Pandemic alters training for Olympic hopeful athletes


Kara Winger, a three-time Olympian and the U.S. national record holder in the javelin, uses a cable system to simulate throwing a javelin as she trains outside her home in Colorado Springs.

Most every athlete has one common goal and that is to have an Olympic gold medal draped around their neck and standing on that podium knowing they did their coaches, teammates, family, and country proud. 

After four solid years of training, the best of the best meet in one place to compete and face off against each other to prove that all their hard work and dedication has been worth it. However, just one wobble, one shake, or one wrong step is the difference between first and last place at the Olympic Games. 

When 2020 rolled around, new challenges brought on by the COVID-19 pandemic were faced by the Olympic-hopeful athletes, making it harder to train and compete at the highest level. Lock down orders prohibited athletes from training in their normal setting, so staying in shape, keeping focus, and  finding ways to deal with all the stress just got harder on these athletes. 

Eventually, the 2020 Olympic Games were postponed to 2021, giving athletes hope. However, in order to stay in the game both physically and menatlly, athletes have had to find new and unique ways to train. 

Visual training has always been an effective way of training as it helps the body connect with the mind. During lock down restrictions, athletes increased the use of visual training to ensure that their minds would remember past skills and techniques. 

Katie Ledecky, five time Olympic gold medalist swimmer states, “I have my goals and I visualize things to help me achieve those goals. I know what my stroke should feel like at different parts of the race, and I can just kind of picture that in my mind.”
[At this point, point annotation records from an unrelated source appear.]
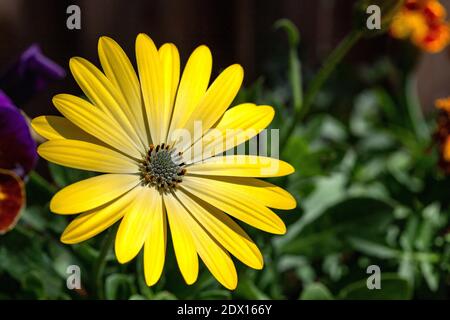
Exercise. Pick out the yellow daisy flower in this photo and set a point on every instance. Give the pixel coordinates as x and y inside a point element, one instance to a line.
<point>154,179</point>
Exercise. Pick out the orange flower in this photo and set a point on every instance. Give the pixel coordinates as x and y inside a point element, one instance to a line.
<point>423,22</point>
<point>442,134</point>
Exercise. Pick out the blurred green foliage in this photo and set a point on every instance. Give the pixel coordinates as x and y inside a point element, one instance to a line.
<point>369,192</point>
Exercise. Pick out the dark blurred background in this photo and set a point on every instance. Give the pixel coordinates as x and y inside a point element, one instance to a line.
<point>236,31</point>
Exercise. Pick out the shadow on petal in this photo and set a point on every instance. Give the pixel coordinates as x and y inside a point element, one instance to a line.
<point>12,199</point>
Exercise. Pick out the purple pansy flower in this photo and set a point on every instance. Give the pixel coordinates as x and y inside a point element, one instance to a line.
<point>29,74</point>
<point>17,147</point>
<point>24,78</point>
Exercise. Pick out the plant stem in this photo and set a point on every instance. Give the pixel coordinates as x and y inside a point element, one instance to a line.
<point>322,76</point>
<point>99,267</point>
<point>414,109</point>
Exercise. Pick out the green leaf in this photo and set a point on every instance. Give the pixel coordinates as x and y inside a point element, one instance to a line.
<point>316,291</point>
<point>373,249</point>
<point>118,286</point>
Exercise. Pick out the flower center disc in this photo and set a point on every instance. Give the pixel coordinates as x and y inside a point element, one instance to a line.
<point>162,167</point>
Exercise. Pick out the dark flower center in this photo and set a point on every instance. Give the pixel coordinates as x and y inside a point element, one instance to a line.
<point>162,167</point>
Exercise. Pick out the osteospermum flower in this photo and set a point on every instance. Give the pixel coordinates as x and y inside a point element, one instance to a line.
<point>155,179</point>
<point>423,22</point>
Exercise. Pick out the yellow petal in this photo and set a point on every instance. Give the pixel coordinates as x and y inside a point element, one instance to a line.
<point>224,230</point>
<point>235,204</point>
<point>119,70</point>
<point>216,100</point>
<point>170,62</point>
<point>59,128</point>
<point>183,242</point>
<point>193,85</point>
<point>92,222</point>
<point>213,255</point>
<point>105,96</point>
<point>95,122</point>
<point>86,156</point>
<point>263,192</point>
<point>237,125</point>
<point>241,166</point>
<point>151,77</point>
<point>155,248</point>
<point>92,193</point>
<point>136,224</point>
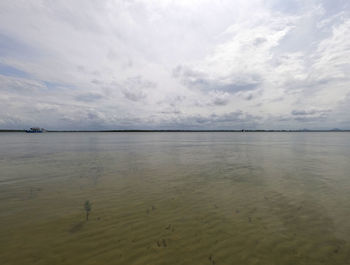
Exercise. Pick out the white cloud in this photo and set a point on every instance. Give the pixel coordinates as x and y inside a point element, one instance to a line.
<point>118,64</point>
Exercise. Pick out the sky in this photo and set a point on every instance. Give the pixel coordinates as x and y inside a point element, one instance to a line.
<point>184,64</point>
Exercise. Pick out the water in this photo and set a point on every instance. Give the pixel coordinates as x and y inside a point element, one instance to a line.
<point>175,198</point>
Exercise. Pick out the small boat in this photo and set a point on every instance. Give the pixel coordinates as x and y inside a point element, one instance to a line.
<point>35,130</point>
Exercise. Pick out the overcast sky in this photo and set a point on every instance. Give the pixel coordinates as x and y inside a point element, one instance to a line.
<point>184,64</point>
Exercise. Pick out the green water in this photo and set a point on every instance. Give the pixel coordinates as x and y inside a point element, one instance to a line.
<point>175,198</point>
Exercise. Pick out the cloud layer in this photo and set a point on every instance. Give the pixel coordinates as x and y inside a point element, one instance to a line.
<point>137,64</point>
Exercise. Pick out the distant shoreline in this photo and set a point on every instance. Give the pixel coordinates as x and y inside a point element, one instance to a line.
<point>240,131</point>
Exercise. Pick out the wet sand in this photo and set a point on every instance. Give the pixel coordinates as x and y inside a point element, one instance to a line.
<point>192,200</point>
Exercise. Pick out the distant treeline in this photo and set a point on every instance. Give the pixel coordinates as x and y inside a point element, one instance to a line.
<point>243,130</point>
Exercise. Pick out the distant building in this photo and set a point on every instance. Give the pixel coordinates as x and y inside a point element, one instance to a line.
<point>36,130</point>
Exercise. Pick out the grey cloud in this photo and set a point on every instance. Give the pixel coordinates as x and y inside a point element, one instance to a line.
<point>308,112</point>
<point>231,84</point>
<point>259,41</point>
<point>88,97</point>
<point>135,88</point>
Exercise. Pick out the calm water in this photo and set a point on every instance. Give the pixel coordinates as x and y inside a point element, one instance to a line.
<point>175,198</point>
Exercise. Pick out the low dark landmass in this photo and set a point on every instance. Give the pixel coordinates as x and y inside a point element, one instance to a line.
<point>243,130</point>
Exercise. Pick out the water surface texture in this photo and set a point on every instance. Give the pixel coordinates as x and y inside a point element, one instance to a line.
<point>175,198</point>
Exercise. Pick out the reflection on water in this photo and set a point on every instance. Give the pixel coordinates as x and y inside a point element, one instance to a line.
<point>175,198</point>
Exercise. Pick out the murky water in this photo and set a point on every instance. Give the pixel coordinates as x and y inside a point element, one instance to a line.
<point>175,198</point>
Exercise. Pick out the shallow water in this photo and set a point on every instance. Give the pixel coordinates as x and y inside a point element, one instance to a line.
<point>175,198</point>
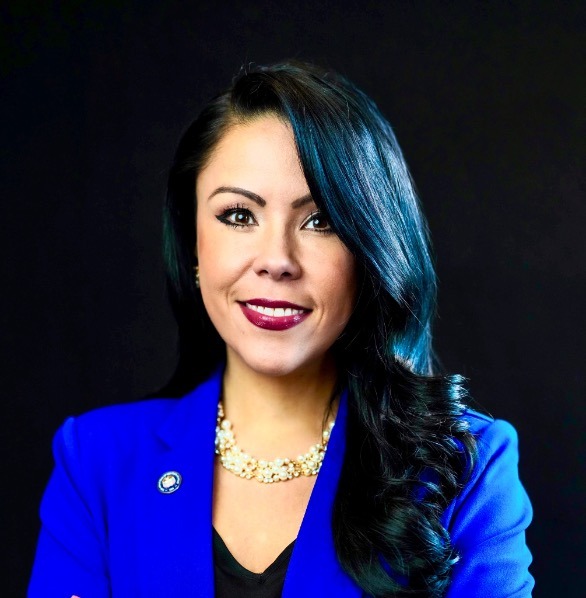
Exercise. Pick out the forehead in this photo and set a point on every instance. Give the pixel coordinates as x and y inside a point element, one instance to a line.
<point>264,146</point>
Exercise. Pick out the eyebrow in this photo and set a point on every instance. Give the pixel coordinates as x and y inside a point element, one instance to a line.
<point>298,203</point>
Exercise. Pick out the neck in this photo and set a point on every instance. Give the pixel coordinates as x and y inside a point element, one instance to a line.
<point>278,415</point>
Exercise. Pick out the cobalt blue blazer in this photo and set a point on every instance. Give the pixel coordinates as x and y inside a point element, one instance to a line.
<point>108,530</point>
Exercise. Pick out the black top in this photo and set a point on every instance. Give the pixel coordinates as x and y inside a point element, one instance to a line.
<point>232,579</point>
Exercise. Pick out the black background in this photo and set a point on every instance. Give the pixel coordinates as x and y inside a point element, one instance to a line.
<point>488,102</point>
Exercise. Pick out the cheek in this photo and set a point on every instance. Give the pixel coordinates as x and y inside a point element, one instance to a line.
<point>340,285</point>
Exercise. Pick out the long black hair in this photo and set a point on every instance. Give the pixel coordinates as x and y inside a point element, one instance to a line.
<point>408,448</point>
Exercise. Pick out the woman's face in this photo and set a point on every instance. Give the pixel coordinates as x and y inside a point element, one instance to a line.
<point>277,283</point>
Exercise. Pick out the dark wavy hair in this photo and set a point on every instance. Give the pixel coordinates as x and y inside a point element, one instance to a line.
<point>408,448</point>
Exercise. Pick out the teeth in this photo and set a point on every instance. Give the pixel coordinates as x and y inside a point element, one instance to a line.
<point>278,312</point>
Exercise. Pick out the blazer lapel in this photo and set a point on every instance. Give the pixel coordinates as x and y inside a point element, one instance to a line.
<point>183,557</point>
<point>184,563</point>
<point>314,569</point>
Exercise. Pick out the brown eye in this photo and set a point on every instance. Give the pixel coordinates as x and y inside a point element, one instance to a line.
<point>318,222</point>
<point>237,217</point>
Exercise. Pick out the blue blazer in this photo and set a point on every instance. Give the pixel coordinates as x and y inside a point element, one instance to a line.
<point>108,530</point>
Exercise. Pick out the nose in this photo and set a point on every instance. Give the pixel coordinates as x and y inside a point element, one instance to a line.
<point>277,255</point>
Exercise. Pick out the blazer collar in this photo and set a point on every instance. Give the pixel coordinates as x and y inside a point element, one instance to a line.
<point>189,434</point>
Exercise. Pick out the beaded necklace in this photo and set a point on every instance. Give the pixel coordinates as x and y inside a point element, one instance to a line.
<point>279,470</point>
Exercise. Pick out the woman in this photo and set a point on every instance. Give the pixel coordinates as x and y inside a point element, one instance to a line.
<point>300,275</point>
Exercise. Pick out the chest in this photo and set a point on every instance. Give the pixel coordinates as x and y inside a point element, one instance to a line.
<point>257,521</point>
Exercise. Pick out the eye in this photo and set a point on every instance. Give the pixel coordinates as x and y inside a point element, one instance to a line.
<point>238,217</point>
<point>318,222</point>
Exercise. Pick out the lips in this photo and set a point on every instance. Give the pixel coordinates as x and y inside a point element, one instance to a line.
<point>273,314</point>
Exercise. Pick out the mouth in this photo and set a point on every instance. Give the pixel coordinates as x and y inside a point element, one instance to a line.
<point>271,314</point>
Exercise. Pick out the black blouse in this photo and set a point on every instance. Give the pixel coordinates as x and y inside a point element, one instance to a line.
<point>232,579</point>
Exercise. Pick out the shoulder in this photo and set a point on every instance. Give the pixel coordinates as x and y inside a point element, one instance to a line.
<point>494,437</point>
<point>127,419</point>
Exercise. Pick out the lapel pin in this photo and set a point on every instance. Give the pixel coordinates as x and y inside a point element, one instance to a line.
<point>169,482</point>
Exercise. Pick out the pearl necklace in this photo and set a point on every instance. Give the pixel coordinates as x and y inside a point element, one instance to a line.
<point>242,464</point>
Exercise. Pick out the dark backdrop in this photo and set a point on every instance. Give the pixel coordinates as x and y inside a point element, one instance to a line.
<point>487,100</point>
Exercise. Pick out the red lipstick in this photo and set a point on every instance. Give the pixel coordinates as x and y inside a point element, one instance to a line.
<point>272,314</point>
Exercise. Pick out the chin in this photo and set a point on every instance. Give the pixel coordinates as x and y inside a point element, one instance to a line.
<point>274,365</point>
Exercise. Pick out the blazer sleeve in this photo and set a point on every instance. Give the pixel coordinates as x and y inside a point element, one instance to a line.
<point>487,522</point>
<point>70,558</point>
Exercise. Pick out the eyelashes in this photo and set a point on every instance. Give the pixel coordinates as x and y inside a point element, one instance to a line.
<point>239,216</point>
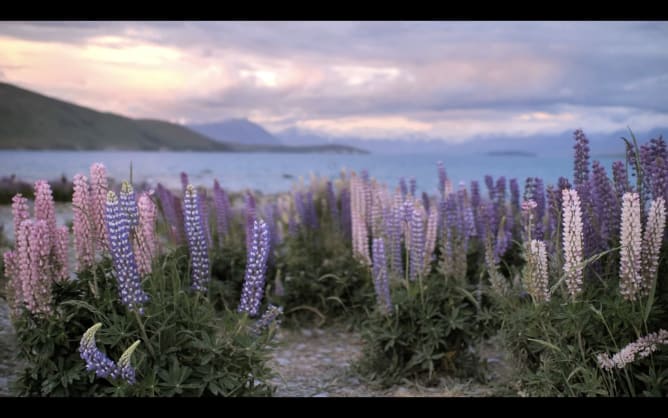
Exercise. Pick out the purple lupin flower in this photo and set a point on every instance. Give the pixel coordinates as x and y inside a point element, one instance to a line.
<point>368,197</point>
<point>539,198</point>
<point>442,178</point>
<point>270,211</point>
<point>331,203</point>
<point>475,194</point>
<point>95,359</point>
<point>514,196</point>
<point>204,212</point>
<point>300,208</point>
<point>101,364</point>
<point>256,267</point>
<point>380,279</point>
<point>250,215</point>
<point>311,214</point>
<point>475,205</point>
<point>293,227</point>
<point>270,316</point>
<point>184,181</point>
<point>221,203</point>
<point>489,182</point>
<point>168,205</point>
<point>450,226</point>
<point>553,209</point>
<point>199,252</point>
<point>129,203</point>
<point>500,194</point>
<point>346,224</point>
<point>621,179</point>
<point>465,221</point>
<point>606,205</point>
<point>581,162</point>
<point>125,369</point>
<point>563,183</point>
<point>125,265</point>
<point>654,157</point>
<point>395,236</point>
<point>403,187</point>
<point>425,201</point>
<point>417,244</point>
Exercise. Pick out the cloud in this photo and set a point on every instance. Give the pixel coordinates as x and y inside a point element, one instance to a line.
<point>443,80</point>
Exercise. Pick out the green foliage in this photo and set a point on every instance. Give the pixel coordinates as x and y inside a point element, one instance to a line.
<point>322,282</point>
<point>555,344</point>
<point>187,348</point>
<point>434,329</point>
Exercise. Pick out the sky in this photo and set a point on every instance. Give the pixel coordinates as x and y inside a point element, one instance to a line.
<point>448,81</point>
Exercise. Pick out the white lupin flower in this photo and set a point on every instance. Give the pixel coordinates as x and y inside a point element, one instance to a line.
<point>631,244</point>
<point>572,240</point>
<point>652,239</point>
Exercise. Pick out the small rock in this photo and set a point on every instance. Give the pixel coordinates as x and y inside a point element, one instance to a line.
<point>282,361</point>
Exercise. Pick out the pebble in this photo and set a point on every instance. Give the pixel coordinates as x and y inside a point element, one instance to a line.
<point>307,332</point>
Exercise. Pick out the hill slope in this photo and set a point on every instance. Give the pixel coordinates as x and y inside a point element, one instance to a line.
<point>241,131</point>
<point>32,121</point>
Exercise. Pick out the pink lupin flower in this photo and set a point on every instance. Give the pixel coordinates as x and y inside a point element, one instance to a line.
<point>98,200</point>
<point>640,348</point>
<point>358,217</point>
<point>652,239</point>
<point>631,246</point>
<point>13,290</point>
<point>430,240</point>
<point>20,211</point>
<point>145,238</point>
<point>45,209</point>
<point>34,248</point>
<point>572,240</point>
<point>41,275</point>
<point>23,282</point>
<point>537,280</point>
<point>84,241</point>
<point>60,260</point>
Athletes such as Ledecky have found that visualization is one of the most important exercises an athlete can do because it connects the mind to the body. During the pandemic, athletes have found that they need visualization now more than ever as their body isn’t working as hard as it normally would be.

 However, accomplishing the mental aspect of training during COVID-19 has been much easier than accomplishing the physical aspect. Facilities and training programs have been shut down all over the world making it hard for athletes to stay in shape. 

Olympic hopeful shot-putter Scott Lincoln, used to take 28 flights and travel long distances to get a suitable gym to practice and train for 2020. Since the pandemic put an end to his travels and forced him to stay at home, Lincoln and his coach knew that they had to be creative to keep him in top shape for 2021. 

“The British champion has also taken to finding new ways to use his one trip out a day during lockdown such as by pushing a two-ton work truck around a car park outside the warehouse,” reports Aljazeera. 

This proves that although the pandemic has made it almost impossible for athletes to stay in shape it isn’t impossible. All it takes is motivation and a little bit of creativity. 

2020 was a tough year for everyone and a perfect excuse to give up and lose hope, but most Olympic-hopeful athletes have been hard at work trying to find creative ways to prepare themselves for this summer games.